56. La Cour considère dès lors que la requérante a entrepris toutes les démarches raisonnables pour obtenir le texte intégral de la décision et pour interjeter appel dans les délais impartis (voir, a contrario, Trukh c. Ukraine, no 50966/99, 14 octobre 2003, affaire dans laquelle le requérant n’a formulé aucune demande de copie intégrale de la décision, et Muscat c. Malte, no 24197/10, § 53, 17 juillet 2012, affaire dans laquelle le requérant n’a manifesté aucun intérêt pour le progrès de son recours pendant deux ans).

57. La Cour est d’avis que, en rejetant l’appel de la requérante pour tardiveté, les juridictions internes ont procédé à une interprétation rigide du droit interne qui a eu pour conséquence de mettre à la charge de la requérante une obligation que celle-ci n’était pas en mesure de respecter, même faisant preuve d’une diligence particulière. Exiger l’introduction d’un recours dans un délai d’un mois à compter de la date d’établissement d’une copie intégrale de la décision par le greffe du tribunal revient à faire dépendre l’écoulement de ce délai d’un élément qui échappe complètement au pouvoir du justiciable. Elle considère dès lors que le droit de recours devait s’exercer à partir du moment où l’intéressée pouvait effectivement connaître la décision de justice en sa forme intégrale (Aepi S.A. c. Grèce, no 48679/99, § 26, 11 avril 2002, et Georgiy Nikolayevich Mikhaylov, précité, § 55).

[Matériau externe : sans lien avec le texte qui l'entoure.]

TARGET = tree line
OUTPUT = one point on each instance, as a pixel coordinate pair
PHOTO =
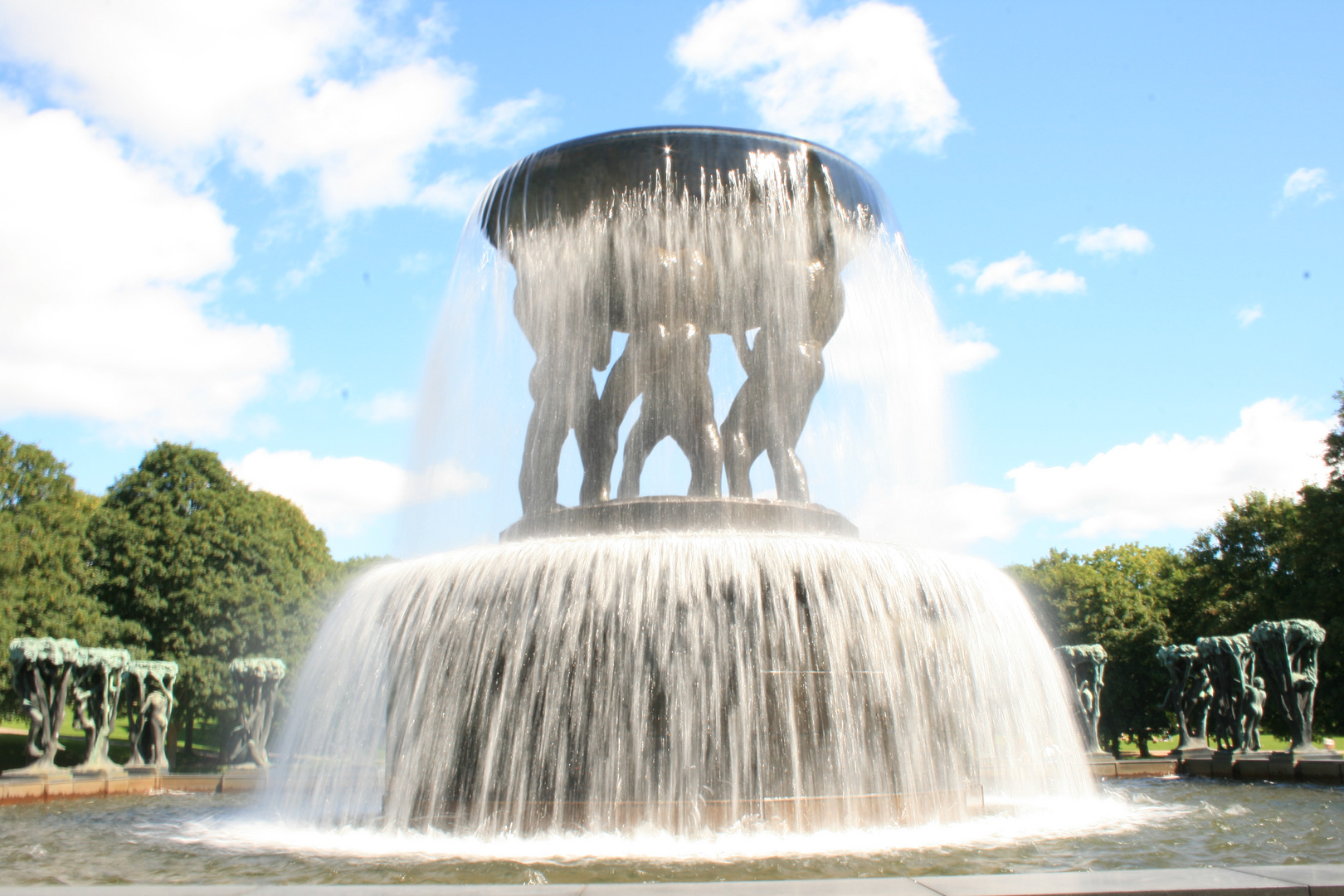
(1266, 558)
(179, 561)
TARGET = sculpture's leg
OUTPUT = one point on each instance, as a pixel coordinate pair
(743, 442)
(700, 441)
(644, 436)
(539, 480)
(704, 450)
(35, 744)
(791, 480)
(56, 713)
(592, 441)
(619, 394)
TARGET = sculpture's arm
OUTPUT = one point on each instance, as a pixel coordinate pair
(739, 343)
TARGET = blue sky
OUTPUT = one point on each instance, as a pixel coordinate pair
(234, 223)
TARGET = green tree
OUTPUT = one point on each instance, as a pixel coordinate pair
(43, 575)
(1277, 558)
(1118, 597)
(206, 570)
(1239, 568)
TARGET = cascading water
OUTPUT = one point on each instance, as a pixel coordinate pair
(679, 665)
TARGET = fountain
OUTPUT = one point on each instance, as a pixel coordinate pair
(691, 664)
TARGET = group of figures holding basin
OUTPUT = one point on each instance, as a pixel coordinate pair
(51, 672)
(757, 257)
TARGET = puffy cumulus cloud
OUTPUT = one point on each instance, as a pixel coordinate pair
(101, 264)
(312, 86)
(1018, 275)
(387, 407)
(862, 80)
(965, 348)
(1307, 180)
(1132, 489)
(342, 494)
(1109, 242)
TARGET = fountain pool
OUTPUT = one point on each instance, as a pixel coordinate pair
(214, 840)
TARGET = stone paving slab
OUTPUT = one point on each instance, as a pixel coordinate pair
(1164, 881)
(1324, 880)
(1264, 880)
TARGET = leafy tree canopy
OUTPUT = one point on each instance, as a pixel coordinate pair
(206, 570)
(1118, 597)
(43, 575)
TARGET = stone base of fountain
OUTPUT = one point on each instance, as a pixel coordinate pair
(671, 514)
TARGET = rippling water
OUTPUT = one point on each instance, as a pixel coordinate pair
(208, 840)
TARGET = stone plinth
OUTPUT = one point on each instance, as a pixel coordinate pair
(670, 514)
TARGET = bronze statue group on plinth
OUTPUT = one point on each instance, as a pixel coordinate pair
(51, 674)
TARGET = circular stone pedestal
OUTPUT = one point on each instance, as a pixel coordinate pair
(670, 514)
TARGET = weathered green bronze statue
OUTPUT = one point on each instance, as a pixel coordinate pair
(1088, 665)
(1288, 650)
(257, 680)
(1231, 668)
(42, 670)
(149, 711)
(1190, 694)
(95, 691)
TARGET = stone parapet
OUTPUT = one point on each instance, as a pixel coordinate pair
(1319, 768)
(1262, 880)
(24, 789)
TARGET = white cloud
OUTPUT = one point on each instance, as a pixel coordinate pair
(101, 271)
(1307, 180)
(453, 193)
(863, 80)
(967, 349)
(388, 406)
(1109, 242)
(965, 269)
(1132, 489)
(1019, 275)
(417, 264)
(311, 86)
(342, 494)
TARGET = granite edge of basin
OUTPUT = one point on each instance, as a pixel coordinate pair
(1283, 880)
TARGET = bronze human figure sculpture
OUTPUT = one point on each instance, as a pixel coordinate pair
(257, 681)
(784, 364)
(739, 231)
(1231, 664)
(569, 328)
(97, 689)
(42, 670)
(1190, 694)
(1086, 664)
(665, 362)
(1254, 712)
(1288, 655)
(149, 711)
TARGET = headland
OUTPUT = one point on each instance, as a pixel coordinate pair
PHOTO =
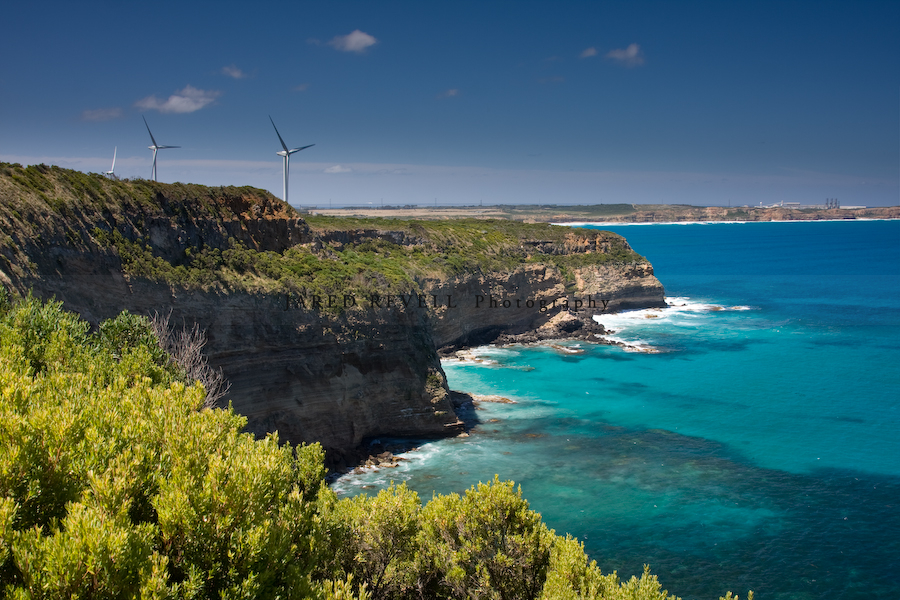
(328, 329)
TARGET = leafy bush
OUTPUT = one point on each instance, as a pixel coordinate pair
(118, 484)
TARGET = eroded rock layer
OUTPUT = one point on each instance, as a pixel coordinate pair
(339, 375)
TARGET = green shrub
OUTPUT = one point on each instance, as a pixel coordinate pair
(114, 484)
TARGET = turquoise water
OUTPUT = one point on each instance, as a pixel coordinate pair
(748, 437)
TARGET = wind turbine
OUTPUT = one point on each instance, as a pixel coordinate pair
(156, 148)
(287, 156)
(111, 173)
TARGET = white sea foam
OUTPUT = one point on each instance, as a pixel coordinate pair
(630, 329)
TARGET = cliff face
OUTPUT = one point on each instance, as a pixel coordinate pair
(337, 376)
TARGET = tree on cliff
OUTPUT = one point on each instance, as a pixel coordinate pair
(116, 482)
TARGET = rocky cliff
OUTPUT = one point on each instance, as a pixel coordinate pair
(327, 330)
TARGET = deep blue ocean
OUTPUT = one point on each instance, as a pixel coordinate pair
(748, 437)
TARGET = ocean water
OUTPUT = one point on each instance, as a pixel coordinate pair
(747, 437)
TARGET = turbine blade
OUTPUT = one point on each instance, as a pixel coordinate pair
(148, 130)
(283, 145)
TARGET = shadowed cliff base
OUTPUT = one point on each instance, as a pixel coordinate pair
(327, 329)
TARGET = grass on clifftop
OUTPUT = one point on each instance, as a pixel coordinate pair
(43, 206)
(393, 259)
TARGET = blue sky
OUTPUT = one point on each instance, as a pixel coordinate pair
(705, 103)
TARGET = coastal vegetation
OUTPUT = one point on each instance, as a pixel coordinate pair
(215, 247)
(117, 482)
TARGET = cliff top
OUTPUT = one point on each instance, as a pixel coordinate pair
(44, 191)
(241, 238)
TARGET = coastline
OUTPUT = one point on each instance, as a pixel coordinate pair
(714, 222)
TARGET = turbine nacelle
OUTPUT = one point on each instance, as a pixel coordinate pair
(112, 169)
(286, 155)
(155, 147)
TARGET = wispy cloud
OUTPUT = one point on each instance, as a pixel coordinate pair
(101, 114)
(357, 41)
(188, 100)
(628, 57)
(234, 72)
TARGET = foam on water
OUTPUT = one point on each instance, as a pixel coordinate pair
(756, 450)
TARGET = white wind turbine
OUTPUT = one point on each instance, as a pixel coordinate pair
(112, 170)
(156, 148)
(287, 156)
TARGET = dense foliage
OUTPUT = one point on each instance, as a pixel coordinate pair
(115, 482)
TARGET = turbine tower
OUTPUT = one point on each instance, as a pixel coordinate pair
(112, 170)
(156, 148)
(287, 156)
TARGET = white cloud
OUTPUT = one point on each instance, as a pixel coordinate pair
(357, 41)
(101, 114)
(233, 71)
(552, 80)
(629, 57)
(188, 100)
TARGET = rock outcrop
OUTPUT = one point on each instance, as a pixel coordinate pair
(338, 377)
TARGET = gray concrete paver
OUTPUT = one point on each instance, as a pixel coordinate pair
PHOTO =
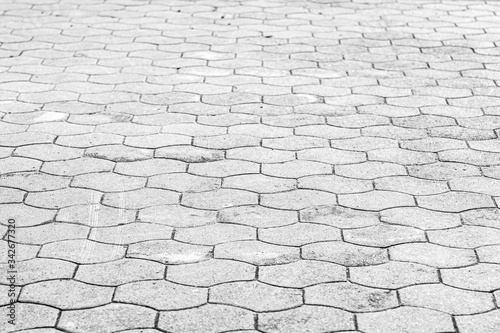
(251, 166)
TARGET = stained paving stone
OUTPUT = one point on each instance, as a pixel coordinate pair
(444, 298)
(406, 318)
(177, 216)
(351, 297)
(297, 144)
(256, 252)
(306, 318)
(257, 216)
(210, 318)
(211, 272)
(345, 254)
(256, 296)
(66, 294)
(169, 252)
(119, 272)
(161, 295)
(108, 318)
(433, 255)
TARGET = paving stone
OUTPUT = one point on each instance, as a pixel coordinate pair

58. Compte tenu de la gravité de la sanction qui a frappé la requérante pour non-respect du délai ainsi calculé, la Cour estime que la mesure contestée n’a pas été proportionnée au but de garantir la sécurité juridique et la bonne administration de la justice. Partant, la Cour conclut à la violation de l’article 6 § 1 de la Convention au regard du droit de la requérante d’avoir accès à un tribunal.

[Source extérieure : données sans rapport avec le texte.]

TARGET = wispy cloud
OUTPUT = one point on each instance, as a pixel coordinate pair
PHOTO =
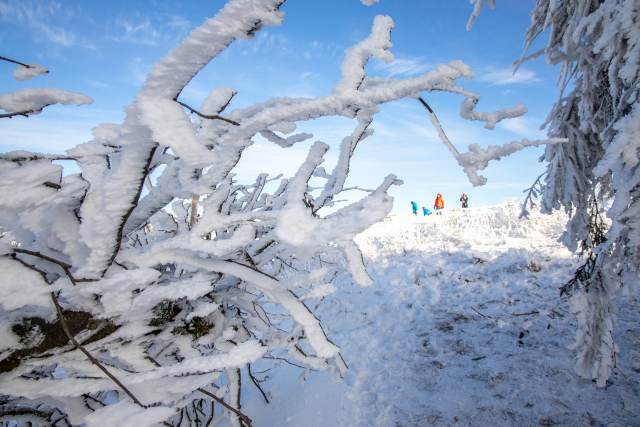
(38, 17)
(526, 127)
(403, 66)
(321, 50)
(267, 41)
(506, 76)
(139, 69)
(148, 30)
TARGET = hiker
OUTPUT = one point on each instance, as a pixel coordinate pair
(464, 200)
(414, 207)
(439, 203)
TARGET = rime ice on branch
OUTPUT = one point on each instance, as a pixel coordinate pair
(167, 274)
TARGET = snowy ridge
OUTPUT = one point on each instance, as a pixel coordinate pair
(475, 227)
(463, 325)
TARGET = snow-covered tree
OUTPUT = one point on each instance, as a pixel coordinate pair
(597, 172)
(135, 291)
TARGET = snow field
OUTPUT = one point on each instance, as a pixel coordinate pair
(462, 326)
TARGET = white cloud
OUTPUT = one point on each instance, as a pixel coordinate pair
(506, 76)
(139, 70)
(37, 16)
(525, 127)
(403, 66)
(148, 30)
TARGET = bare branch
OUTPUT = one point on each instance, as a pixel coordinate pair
(93, 360)
(256, 383)
(208, 116)
(242, 416)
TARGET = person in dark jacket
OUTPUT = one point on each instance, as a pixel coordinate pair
(464, 200)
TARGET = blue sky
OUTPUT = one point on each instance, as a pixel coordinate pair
(104, 49)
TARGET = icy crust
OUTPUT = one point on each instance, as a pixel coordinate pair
(34, 100)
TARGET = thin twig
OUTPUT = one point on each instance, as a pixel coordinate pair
(257, 384)
(244, 418)
(24, 113)
(65, 267)
(530, 313)
(208, 116)
(78, 346)
(483, 315)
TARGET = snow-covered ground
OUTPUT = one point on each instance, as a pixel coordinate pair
(463, 326)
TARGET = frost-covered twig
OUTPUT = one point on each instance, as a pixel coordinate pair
(244, 417)
(25, 71)
(477, 158)
(26, 102)
(477, 8)
(208, 116)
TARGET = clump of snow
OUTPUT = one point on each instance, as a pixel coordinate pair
(36, 99)
(25, 73)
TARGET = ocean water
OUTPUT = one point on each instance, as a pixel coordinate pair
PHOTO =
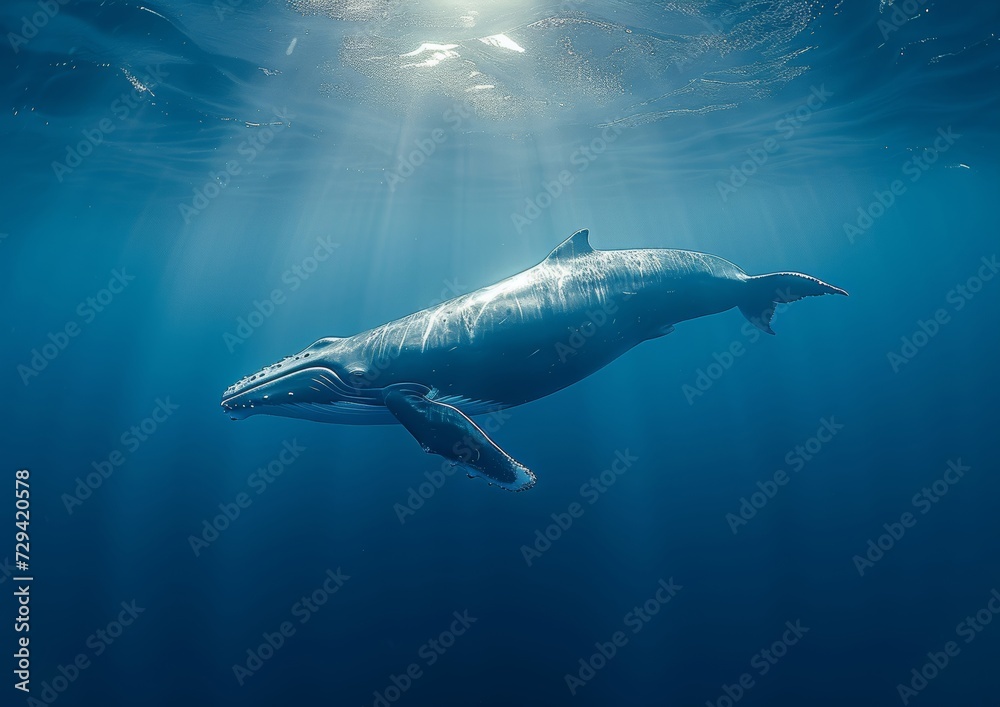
(194, 190)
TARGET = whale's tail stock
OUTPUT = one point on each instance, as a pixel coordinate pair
(764, 292)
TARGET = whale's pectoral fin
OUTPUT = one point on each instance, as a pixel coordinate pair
(444, 430)
(764, 292)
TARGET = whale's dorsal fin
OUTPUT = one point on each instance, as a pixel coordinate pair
(576, 245)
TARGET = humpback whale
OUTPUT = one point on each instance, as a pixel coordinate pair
(509, 343)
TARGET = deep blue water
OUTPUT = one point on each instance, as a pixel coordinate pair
(191, 157)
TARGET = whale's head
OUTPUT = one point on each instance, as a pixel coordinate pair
(323, 382)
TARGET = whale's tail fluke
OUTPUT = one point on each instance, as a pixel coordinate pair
(763, 292)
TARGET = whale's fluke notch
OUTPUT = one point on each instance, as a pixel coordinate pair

III. SUR LES AUTRES VIOLATIONS ALLÉGUÉES

59. Invoquant l’article 1 du Protocole no 1, Mme Ivanova se plaint en outre que le refus de lui payer les allocations sociales, auxquelles elle estime avoir droit, s’analyse en une privation des biens au sens de cette disposition.

60. Eu égard au contenu du dossier, la Cour estime que ce grief ne révèle pas de violations des droits consacrés par la Convention et ses Protocoles. Il s’ensuit que cette partie de la requête est manifestement mal fondée et qu’elle doit être rejetée, en application de l’article 35 §§ 3 et 4 de la Convention.

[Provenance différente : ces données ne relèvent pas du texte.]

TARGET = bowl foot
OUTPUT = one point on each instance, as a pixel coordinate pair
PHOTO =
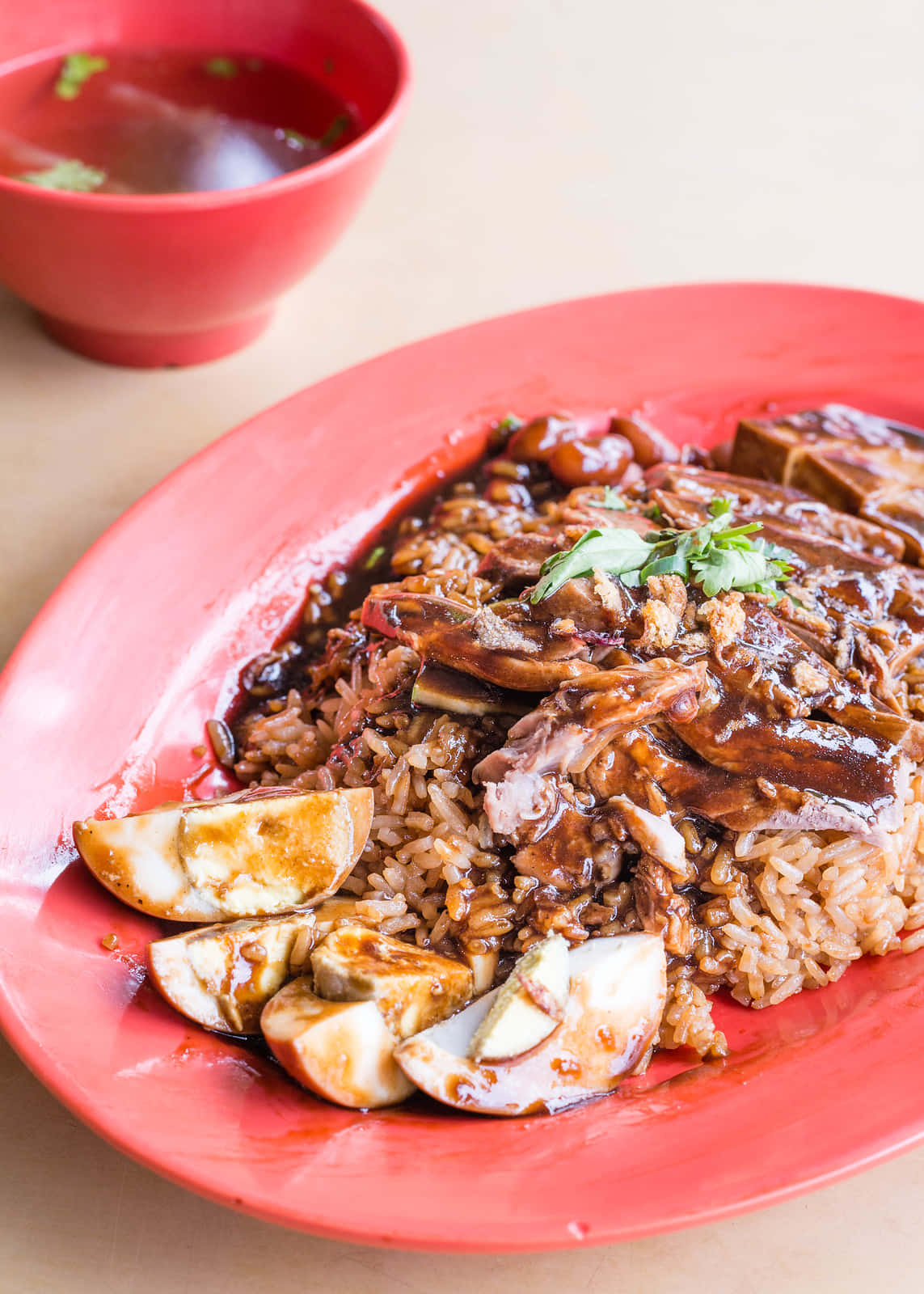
(155, 351)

IV. SUR L’APPLICATION DE L’ARTICLE 41 DE LA CONVENTION

61. Aux termes de l’article 41 de la Convention,

« Si la Cour déclare qu’il y a eu violation de la Convention ou de ses Protocoles, et si le droit interne de la Haute Partie contractante ne permet d’effacer qu’imparfaitement les conséquences de cette violation, la Cour accorde à la partie lésée, s’il y a lieu, une satisfaction équitable. »

A. Dommage

62. La seconde requérante demande 4 500 euros (EUR) au titre du dommage moral qu’elle estime avoir subi.

63. Le Gouvernement estime que ce montant est excessif et déraisonnable et qu’il ne correspond pas à la jurisprudence pertinente de la Cour. Il se réfère notamment aux arrêts Rozhin c. Russie, no 50098/07, § 39, 6 décembre 2011, Sokur c. Russie, no 23243/03, § 44, 15 octobre 2009, et Larin c. Russie, no 15034/02, § 62, 20 mai 2010, dans lesquels, respectivement, des sommes de 1 000 EUR, de 2 000 EUR et de 500 EUR avaient été accordées.

64. La Cour considère que l’intéressée a en effet connu une frustration et un sentiment d’injustice qui ne sauraient être réparés par le seul constat de violation. Elle estime toutefois que la somme réclamée est excessive. Eu égard à l’ensemble des éléments dont elle dispose, elle considère qu’il y a d’allouer à Mme Ivashova 2 500 EUR au titre du préjudice moral.

B. Frais et dépens

65. La seconde requérante demande 3 671,50 roubles russes (RUB) pour les frais et dépens engagés devant la Cour.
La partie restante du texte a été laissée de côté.